Simulated Author's Rebuttal

1 responses · 0 unresolved

We thank the referee for their careful reading and constructive feedback. We address the single major comment below.

read point-by-point responses
  1. Referee: [Abstract] Abstract: the claim that verification of the convergence conditions for fBM paths yields strong consistency 'as a consequence' for rough volatility models (rough fractional volatility model, rough Bergomi model) is load-bearing. In these models the volatility trajectory is obtained via a nonlinear transformation of the driving fBM. The conditions on the trajectory (whatever their precise form, e.g., modulus-of-continuity or increment-control requirements tailored to the antiderivative-based estimator) are not automatically preserved under nonlinear maps; an explicit transfer argument is required but is not indicated in the abstract or the strongest claim.

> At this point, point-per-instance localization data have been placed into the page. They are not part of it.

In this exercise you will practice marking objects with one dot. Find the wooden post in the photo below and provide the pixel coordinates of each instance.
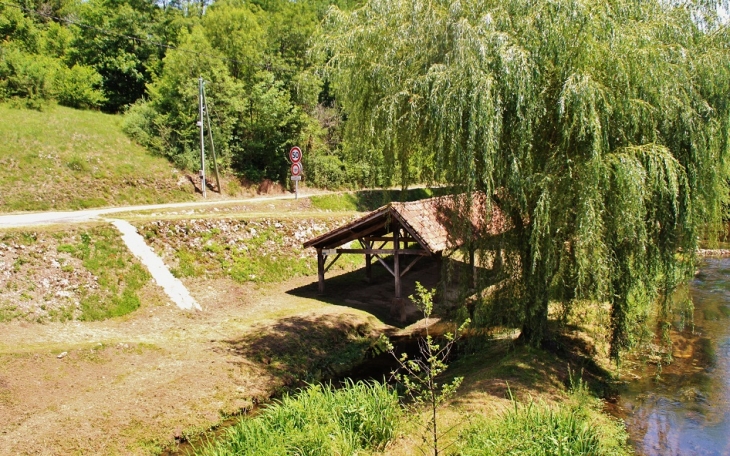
(369, 267)
(473, 267)
(320, 270)
(396, 260)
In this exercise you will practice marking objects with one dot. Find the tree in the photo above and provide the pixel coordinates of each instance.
(118, 40)
(600, 127)
(421, 376)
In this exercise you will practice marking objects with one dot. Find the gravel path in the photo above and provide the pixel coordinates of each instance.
(54, 217)
(154, 264)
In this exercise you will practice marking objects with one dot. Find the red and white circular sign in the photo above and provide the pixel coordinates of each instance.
(296, 169)
(295, 154)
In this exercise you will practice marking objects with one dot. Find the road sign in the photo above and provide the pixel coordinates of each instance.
(295, 154)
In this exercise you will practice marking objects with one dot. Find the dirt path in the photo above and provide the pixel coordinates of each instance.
(84, 216)
(173, 287)
(134, 384)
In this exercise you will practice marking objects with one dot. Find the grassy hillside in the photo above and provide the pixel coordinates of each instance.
(63, 158)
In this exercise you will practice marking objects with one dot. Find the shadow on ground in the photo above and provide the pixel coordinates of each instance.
(305, 349)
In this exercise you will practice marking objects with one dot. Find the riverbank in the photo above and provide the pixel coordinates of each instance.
(263, 330)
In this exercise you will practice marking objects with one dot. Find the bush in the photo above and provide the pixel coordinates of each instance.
(326, 171)
(78, 87)
(26, 76)
(320, 420)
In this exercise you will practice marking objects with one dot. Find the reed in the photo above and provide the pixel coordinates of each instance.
(318, 421)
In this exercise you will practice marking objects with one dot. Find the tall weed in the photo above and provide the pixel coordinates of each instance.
(318, 421)
(572, 427)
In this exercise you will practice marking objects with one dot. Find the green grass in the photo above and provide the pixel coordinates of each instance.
(260, 251)
(319, 420)
(62, 158)
(572, 427)
(119, 278)
(368, 200)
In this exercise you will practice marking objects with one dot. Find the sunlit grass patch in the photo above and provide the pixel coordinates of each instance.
(118, 276)
(572, 427)
(63, 158)
(319, 420)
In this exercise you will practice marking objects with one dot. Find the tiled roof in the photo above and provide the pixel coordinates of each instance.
(433, 222)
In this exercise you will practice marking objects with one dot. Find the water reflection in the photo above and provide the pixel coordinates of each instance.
(686, 411)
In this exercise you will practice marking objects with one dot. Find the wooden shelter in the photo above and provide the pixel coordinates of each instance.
(409, 232)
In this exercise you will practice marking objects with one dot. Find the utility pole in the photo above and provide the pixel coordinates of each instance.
(202, 136)
(212, 146)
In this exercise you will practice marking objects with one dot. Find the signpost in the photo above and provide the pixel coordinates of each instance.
(295, 154)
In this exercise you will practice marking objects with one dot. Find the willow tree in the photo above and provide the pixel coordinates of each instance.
(600, 127)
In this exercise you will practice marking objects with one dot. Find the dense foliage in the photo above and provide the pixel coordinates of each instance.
(144, 58)
(600, 127)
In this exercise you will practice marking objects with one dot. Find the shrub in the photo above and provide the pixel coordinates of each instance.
(78, 87)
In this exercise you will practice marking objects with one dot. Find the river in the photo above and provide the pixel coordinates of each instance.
(686, 409)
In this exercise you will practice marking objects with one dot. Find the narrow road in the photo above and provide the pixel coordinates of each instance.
(87, 215)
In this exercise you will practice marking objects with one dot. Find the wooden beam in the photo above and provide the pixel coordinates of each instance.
(408, 268)
(368, 260)
(320, 270)
(396, 261)
(360, 234)
(385, 265)
(332, 262)
(383, 251)
(388, 239)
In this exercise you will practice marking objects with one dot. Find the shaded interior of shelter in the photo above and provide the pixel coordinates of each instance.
(413, 242)
(352, 289)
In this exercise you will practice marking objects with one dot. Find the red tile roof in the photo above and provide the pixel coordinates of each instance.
(433, 222)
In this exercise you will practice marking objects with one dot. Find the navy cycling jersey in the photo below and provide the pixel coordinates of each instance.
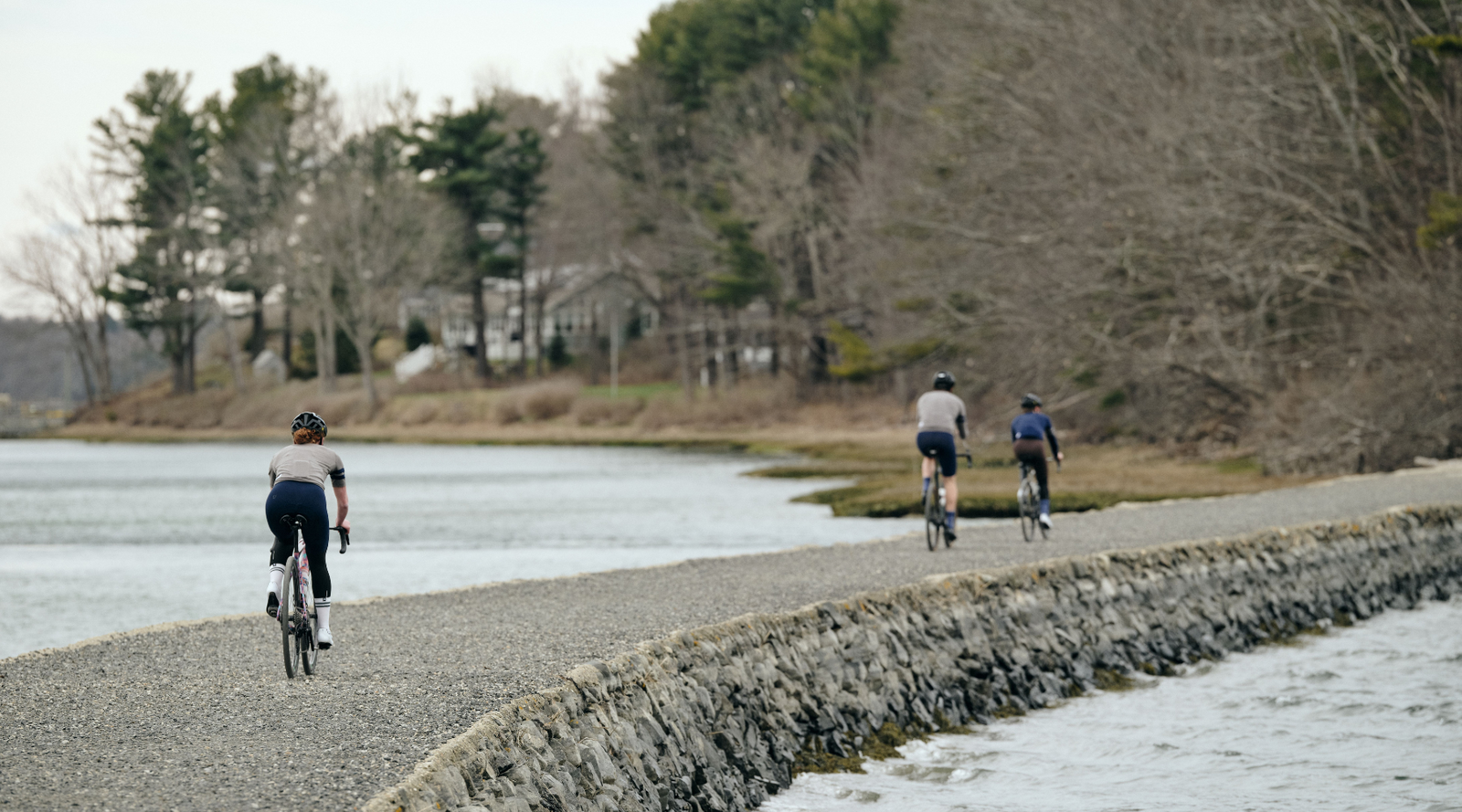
(1033, 426)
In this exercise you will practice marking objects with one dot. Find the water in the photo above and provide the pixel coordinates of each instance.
(99, 538)
(1361, 719)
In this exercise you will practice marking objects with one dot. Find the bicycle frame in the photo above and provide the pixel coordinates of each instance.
(303, 558)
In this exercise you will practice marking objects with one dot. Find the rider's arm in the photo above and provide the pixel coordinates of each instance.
(343, 506)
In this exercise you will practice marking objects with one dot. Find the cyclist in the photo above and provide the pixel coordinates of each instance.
(297, 477)
(1028, 434)
(940, 414)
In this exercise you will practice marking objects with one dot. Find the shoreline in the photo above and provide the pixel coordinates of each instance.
(414, 672)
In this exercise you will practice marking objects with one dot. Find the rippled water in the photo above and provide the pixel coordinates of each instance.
(99, 538)
(1361, 719)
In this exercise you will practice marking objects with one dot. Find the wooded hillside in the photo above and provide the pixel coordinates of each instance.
(1221, 222)
(1224, 226)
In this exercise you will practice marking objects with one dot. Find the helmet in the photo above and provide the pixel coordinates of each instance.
(311, 421)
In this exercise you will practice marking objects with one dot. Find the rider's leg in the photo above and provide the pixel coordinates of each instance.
(1043, 478)
(950, 501)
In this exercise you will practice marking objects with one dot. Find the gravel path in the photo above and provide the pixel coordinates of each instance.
(199, 716)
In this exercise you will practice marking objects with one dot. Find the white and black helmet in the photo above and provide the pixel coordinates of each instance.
(311, 421)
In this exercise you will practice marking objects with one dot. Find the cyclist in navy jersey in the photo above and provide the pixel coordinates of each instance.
(1028, 436)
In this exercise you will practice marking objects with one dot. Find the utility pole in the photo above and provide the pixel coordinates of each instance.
(614, 349)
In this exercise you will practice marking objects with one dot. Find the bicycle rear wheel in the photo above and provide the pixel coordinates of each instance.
(290, 609)
(1022, 500)
(307, 646)
(933, 514)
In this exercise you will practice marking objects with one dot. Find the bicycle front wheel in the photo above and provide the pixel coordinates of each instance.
(290, 614)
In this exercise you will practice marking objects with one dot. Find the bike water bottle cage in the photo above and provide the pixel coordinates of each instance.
(311, 421)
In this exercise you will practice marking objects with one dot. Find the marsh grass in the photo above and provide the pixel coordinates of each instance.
(869, 440)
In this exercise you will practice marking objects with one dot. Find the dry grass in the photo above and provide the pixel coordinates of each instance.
(867, 440)
(601, 411)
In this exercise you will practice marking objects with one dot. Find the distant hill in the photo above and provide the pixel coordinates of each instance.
(37, 361)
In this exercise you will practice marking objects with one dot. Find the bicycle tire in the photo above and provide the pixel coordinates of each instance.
(289, 607)
(1027, 519)
(307, 646)
(933, 514)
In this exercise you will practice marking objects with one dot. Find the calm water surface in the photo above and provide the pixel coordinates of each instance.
(99, 538)
(1363, 719)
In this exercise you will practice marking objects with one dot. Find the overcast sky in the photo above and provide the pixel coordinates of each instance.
(65, 63)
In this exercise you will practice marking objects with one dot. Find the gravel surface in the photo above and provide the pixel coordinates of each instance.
(199, 716)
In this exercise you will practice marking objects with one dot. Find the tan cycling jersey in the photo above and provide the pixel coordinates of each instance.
(307, 463)
(940, 411)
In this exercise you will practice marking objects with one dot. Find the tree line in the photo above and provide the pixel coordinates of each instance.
(270, 192)
(1225, 224)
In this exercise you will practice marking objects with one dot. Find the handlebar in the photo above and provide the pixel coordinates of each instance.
(345, 538)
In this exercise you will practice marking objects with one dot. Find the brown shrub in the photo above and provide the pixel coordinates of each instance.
(420, 412)
(431, 382)
(737, 407)
(599, 411)
(535, 402)
(545, 402)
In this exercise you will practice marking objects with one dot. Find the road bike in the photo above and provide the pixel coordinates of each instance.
(1028, 501)
(296, 614)
(935, 528)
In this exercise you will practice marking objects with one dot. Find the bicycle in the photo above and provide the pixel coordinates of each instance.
(935, 526)
(296, 614)
(1028, 501)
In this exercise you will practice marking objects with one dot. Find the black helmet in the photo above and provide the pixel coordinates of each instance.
(311, 421)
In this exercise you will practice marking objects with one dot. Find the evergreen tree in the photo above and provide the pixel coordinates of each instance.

    Authors: We agree that the abstract's use of 'as a consequence' could be read as implying an automatic transfer without further justification. The pathwise conditions we derive depend on the modulus of continuity (or equivalent increment control) of the observed trajectory. In the models considered, the volatility process is obtained by applying a C^1 (hence locally Lipschitz) map to a fractional Brownian motion with drift. Such maps preserve the almost-sure modulus-of-continuity properties of the driving fBM paths, so the conditions continue to hold for the volatility trajectories. This preservation is used implicitly when we state the consistency results for the rough fractional volatility and rough Bergomi models. To remove any ambiguity, we will revise the abstract to state explicitly that the conditions are verified for the volatility trajectories themselves, noting the regularity-preserving effect of the nonlinear transformations. A short clarifying sentence will also be added in the main text where the models are introduced. revision: yes

Circularity Check

0 steps flagged

No significant circularity; derivation is self-contained

full rationale

The paper defines a new pathwise estimator from discrete observations of the antiderivative, states general conditions for its convergence, verifies those conditions directly on fBM sample paths, and invokes the verification to obtain consistency for rough volatility models. No quoted step reduces the estimator, the conditions, or the consistency claim to a fitted input, self-definition, or load-bearing self-citation chain. The central argument rests on explicit pathwise analysis rather than renaming or circular transfer of fitted quantities.

Axiom & Free-Parameter Ledger

0 free parameters · 0 axioms · 0 invented entities

Based solely on the abstract, the central claim rests on unspecified pathwise conditions for convergence that are asserted to hold for fBM paths; no free parameters, invented entities, or explicit axioms are mentioned.